Buy a car, book a trip, set up your new phone or computer — these can all be fun transactions that hold promise for both consumer and company. But corporations can be like serial daters, just looking for the next pretty face. They fixate on the transaction, all too often forgetting you have choices. Relationship is rarely in their vocabulary. And let’s face it, relationships boil down to the little things – doing the dishes, taking out the garbage – and yes, helping with the details once committed.

Neglect was what I felt when I ended a six-year relationship with Toyota. Though I’d leased back-to-back Priuses, the company took me for granted. No special offer, no communication at all (it didn’t help that the car’s engine groaned when I wanted a little excitement), no overt strategies to express an interest in customer retention. Even stranger, when I did make clear that I was moving on, they wouldn’t even talk to me. Toyota outsourced the “lease grounding” (note: this car did not fly) to another faceless entity, AutoVIN, who sent a Joe Pesci clone out to review my vehicle. Anger over our imminent breakup? Joe spent two hostile hours snapping dozens of pictures, sat in my car and left it stinking of boiled cabbage, and then froze me out, stating that I would be contacted within 48 hours with a bill summarizing his assessment of how badly I’d worn out Toyota’s car.

The dreaded end-of-relationship giving back of stuff – i.e., the sluggish car – was even worse. Help was hard to find at Toyota. Numerous reps sat quietly at their desks in the vast, empty showroom. Strangely, I was informed that only one of these men could assist with the lease-end paperwork, but this man was invisible. Apparently he was in the lunchroom eating a burger and fries. After waiting twenty minutes I was informed that “he was committed to his lunch.” If only I’d been buying a car!
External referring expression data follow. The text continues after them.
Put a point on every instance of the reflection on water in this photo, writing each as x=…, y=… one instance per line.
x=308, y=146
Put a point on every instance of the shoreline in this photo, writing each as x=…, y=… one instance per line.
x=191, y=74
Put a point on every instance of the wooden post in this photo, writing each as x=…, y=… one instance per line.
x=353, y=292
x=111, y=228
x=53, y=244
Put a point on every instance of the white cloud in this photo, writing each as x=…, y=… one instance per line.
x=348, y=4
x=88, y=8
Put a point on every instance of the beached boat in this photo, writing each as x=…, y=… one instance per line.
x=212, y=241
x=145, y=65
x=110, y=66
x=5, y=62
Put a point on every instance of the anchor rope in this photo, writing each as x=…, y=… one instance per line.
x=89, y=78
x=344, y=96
Thinking about this corporate ambivalence drives home the reality that actually a lot of millennials and introverts (such as yours truly) don’t really want that much human interaction. We shun the phone or in-person encounters. Prior to Joe Pesci’s appearance, I had tried mightily to complete my lease-ending paperwork online, scouring Toyota’s website. Customers often prefer FAQs and online manuals to the alternative of calling or seeing a dreaded “agent”. Yet with my Toyota situation, and in many other cases, it often seems that corporations and corporate websites intentionally obscure their help and help text, as if putting it out there is an acknowledgement that consumers have problems that sometimes need to be researched and addressed. Websites broadcast their products’ attractive features (think adjective-happy profiles) and make it easy to buy them, but hide information about ongoing maintenance, answers to questions that arise over time, or issues that hint at the seldom spoken about yet all-too-predictable breakup. Toyota gave me the cold shoulder, and I muddled my way through the end of our relationship in a cloud of confusion, and that failure of communication means it’s over, baby.
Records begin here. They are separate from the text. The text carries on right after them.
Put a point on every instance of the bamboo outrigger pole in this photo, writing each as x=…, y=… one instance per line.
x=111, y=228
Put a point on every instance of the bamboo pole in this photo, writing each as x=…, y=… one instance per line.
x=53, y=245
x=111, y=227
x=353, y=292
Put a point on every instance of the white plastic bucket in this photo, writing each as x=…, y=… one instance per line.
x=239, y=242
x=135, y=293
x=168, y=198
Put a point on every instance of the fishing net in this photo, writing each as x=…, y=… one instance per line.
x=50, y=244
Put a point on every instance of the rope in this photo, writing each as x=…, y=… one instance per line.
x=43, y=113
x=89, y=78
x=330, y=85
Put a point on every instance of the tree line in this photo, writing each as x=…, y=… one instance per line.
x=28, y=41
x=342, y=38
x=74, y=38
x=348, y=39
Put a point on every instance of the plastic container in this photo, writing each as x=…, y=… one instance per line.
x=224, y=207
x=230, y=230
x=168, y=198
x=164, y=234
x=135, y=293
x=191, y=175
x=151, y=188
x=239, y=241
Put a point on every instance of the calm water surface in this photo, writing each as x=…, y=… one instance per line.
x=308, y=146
I’m into my new relationship. MINI won me over with an upbeat showroom, a responsive customer service department, a “second date” appointment where they filled up the gas tank, washed the peppy car, and answered a bunch of my questions. MINI is at the forefront of experiential marketing, a holistic strategy that engages consumers and helps them bond with a brand, often resulting in passionate displays of loyalty through social media and elsewhere. The “MINI Owners’ Lounge” website is sleek and offers a range of services and information, including a thorough run-down of the lease-end process. If possessed by “MINI Mania”, I might even join the local MINI Motoring Club and participate in a rally!

But car love seldom lasts forever. Leases start and leases end. Three years from now, who knows? I might get a little itch, and need a fresh expression of interest to continue the relationship.